Fino a quando è stato in vigore il lockdown ci siamo
sentiti tutti romanticamente uguali, coesi nel combattere la pandemia,
uniti nella la stessa situazione.
Come Partito della Rifondazione Comunista già in quei
giorni abbiamo denunciato la natura di classe intrinseca alla
quarantena e ci siamo attivati costruendo strumenti a disposizione dei
lavoratori. Sportelli di consulenza virtuale: sul lavoro, la casa, la
salute; raccolta e distribuzione di generi alimentari, da soli e con
altre associazioni. Proposte attraverso cui le istituzioni, municipi,
comune, regione sarebbero potute intervenire con maggiore rapidità ed
efficacia nei confronti del disagio economico che, malgrado tanti
proclami televisivi di Conte, Zingaretti e Raggi continua a non ricevere
risposte adeguate.
È necessario che si smetta di parlare di soldi e si
mettano concretamente, soldi immediati e non prestiti a disposizione dei
lavoratori. Per far ciò è necessario che la Banca Centrale Europea,
faccia quello che stanno facendo le banche centrali in Cina, Usa,
Giappone. Finanziando le spese degli Stati membri, necessarie ad
affrontare la crisi sanitaria e sociale del Coronavirus, con prestiti a
tassi zero o negativi e con anticipi non rimborsabili, sotto forma di
titoli a 100 anni non negoziabili sui mercati come consentito dal
trattato di Lisbona. Questo, insieme ad una Patrimoniale sui grandissimi
patrimoni. Consentirà che: “Tutto andrà bene” e “niente sarà come
prima”.
Tuttavia, nel frattempo, quella retorica della
quarantena che ha trasfigurato un privilegio di classe presentandolo
come destino comune, rassicurando chi improvvisamente si è ritrovato
senza reddito. Si sgretola dopo pochi giorni di parziale riapertura di
alcune attività economiche, mettendo in luce il velo ideologico
costruito dalla stampa dominante. Mentre molti lavoratori sono ancora in
cassa integrazione, che ancora non è stata loro erogata materialmente.
Mentre molte piccolissime imprese commerciali e artigiane,
prevalentemente a carattere familiare, attendono ancora di ricevere
degli aiuti che permettano loro di sostenere i costi della forzata
inattività, e sono in attesa di capire quando e come poter riaprire.

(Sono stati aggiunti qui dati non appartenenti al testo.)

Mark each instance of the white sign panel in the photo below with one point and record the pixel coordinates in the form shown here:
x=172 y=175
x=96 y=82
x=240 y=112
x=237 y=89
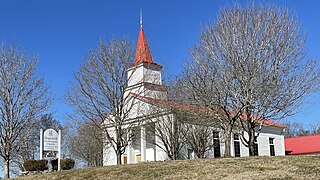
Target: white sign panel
x=50 y=140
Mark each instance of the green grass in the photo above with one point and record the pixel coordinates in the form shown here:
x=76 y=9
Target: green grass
x=289 y=167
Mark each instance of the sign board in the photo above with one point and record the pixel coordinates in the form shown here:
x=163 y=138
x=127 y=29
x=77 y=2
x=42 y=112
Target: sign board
x=50 y=140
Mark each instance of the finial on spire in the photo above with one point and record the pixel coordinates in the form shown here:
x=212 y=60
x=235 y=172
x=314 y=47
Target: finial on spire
x=140 y=18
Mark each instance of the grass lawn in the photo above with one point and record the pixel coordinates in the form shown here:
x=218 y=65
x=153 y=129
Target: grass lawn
x=289 y=167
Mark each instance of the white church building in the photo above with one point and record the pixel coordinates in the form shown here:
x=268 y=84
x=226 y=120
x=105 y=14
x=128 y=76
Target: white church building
x=145 y=86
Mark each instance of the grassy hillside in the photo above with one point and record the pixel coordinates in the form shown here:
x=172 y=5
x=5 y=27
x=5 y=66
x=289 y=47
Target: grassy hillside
x=290 y=167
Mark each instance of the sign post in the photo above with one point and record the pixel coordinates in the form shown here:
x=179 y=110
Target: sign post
x=50 y=145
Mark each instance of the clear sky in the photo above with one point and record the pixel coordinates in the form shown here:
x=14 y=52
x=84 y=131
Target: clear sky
x=62 y=32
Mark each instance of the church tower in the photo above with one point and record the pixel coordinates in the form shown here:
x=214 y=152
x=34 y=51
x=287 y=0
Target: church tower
x=144 y=76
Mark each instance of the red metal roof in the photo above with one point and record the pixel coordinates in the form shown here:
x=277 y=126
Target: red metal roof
x=143 y=54
x=303 y=144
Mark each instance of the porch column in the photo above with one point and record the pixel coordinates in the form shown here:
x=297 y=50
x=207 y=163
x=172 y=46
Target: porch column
x=129 y=149
x=143 y=144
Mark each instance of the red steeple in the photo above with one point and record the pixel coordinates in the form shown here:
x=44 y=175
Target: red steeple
x=143 y=54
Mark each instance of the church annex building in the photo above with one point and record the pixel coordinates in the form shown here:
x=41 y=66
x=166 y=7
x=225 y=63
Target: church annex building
x=145 y=86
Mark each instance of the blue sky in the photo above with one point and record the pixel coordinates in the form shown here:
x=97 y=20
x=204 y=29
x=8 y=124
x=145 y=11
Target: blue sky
x=62 y=32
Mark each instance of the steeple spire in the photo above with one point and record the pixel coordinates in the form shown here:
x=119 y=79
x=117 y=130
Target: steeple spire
x=140 y=18
x=143 y=54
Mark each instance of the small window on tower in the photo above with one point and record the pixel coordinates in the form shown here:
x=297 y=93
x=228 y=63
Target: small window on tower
x=271 y=144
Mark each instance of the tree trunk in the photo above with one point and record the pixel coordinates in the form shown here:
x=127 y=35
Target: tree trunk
x=227 y=150
x=251 y=143
x=6 y=169
x=119 y=158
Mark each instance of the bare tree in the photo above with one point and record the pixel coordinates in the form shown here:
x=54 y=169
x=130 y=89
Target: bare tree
x=100 y=92
x=202 y=84
x=86 y=144
x=166 y=127
x=23 y=97
x=258 y=53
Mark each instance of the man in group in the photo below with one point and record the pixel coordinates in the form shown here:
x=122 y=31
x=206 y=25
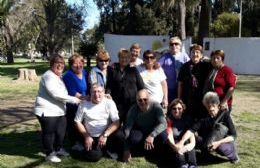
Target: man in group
x=145 y=126
x=171 y=63
x=135 y=51
x=97 y=120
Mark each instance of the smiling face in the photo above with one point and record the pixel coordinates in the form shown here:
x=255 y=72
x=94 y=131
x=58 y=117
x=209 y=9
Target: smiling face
x=97 y=94
x=177 y=111
x=58 y=66
x=77 y=65
x=196 y=56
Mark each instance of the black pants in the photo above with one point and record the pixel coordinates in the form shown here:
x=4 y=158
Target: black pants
x=73 y=133
x=53 y=132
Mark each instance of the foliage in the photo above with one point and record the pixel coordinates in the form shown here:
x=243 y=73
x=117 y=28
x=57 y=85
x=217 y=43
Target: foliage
x=226 y=25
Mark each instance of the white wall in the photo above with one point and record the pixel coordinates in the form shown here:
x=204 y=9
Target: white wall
x=242 y=54
x=114 y=42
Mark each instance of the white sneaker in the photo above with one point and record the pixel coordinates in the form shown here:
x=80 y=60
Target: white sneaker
x=62 y=152
x=78 y=147
x=113 y=156
x=53 y=158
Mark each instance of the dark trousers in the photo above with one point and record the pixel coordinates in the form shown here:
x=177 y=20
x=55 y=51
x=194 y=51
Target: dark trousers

Alcune attività della ristorazione e bar della Capitale, sfruttano il
momento propizio della parziale riapertura del servizio da asporto, per
mettere in atto la consueta pratica di evasione contributiva,
richiamando al lavoro in nero, gli stessi dipendenti che hanno messo in
cassa integrazione. Questi imprenditori disonesti, che spesso dichiarano
redditi inferiori a quelle dei propri dipendenti, mentre chiedono aiuti
per l’impresa evadono i contributi e la loro furbizia viene pagata da
tutti gli imprenditori onesti e dai lavoratori, assorbendo comunque
risorse destinate al sostegno di piccoli negozianti, artigiani e
microimprese con una riduzione dei fondi a disposizione per tutta la
categoria.
Rifondazione Comunista chiede che il Comune di Roma
si impegni per mettere fine a queste malepratiche revocando, per le
imprese in cui siano riscontrate illiceità contributive, tutte le misure
di aiuto previsto.
Nello stesso tempo chiediamo alla Sindaca Raggi, un
intervento più incisivo, di supporto e aiuto soprattutto alle imprese
commerciali e artigianali in cui lavoratori e titolari coincidano, un
intervento sostanziale nei confronti di quanti ad oggi sono ancora in
cassa integrazione o senza lavoro ed un aiuto agli invisibili delle
occupazioni abitative e delle realtà sociali più emarginate.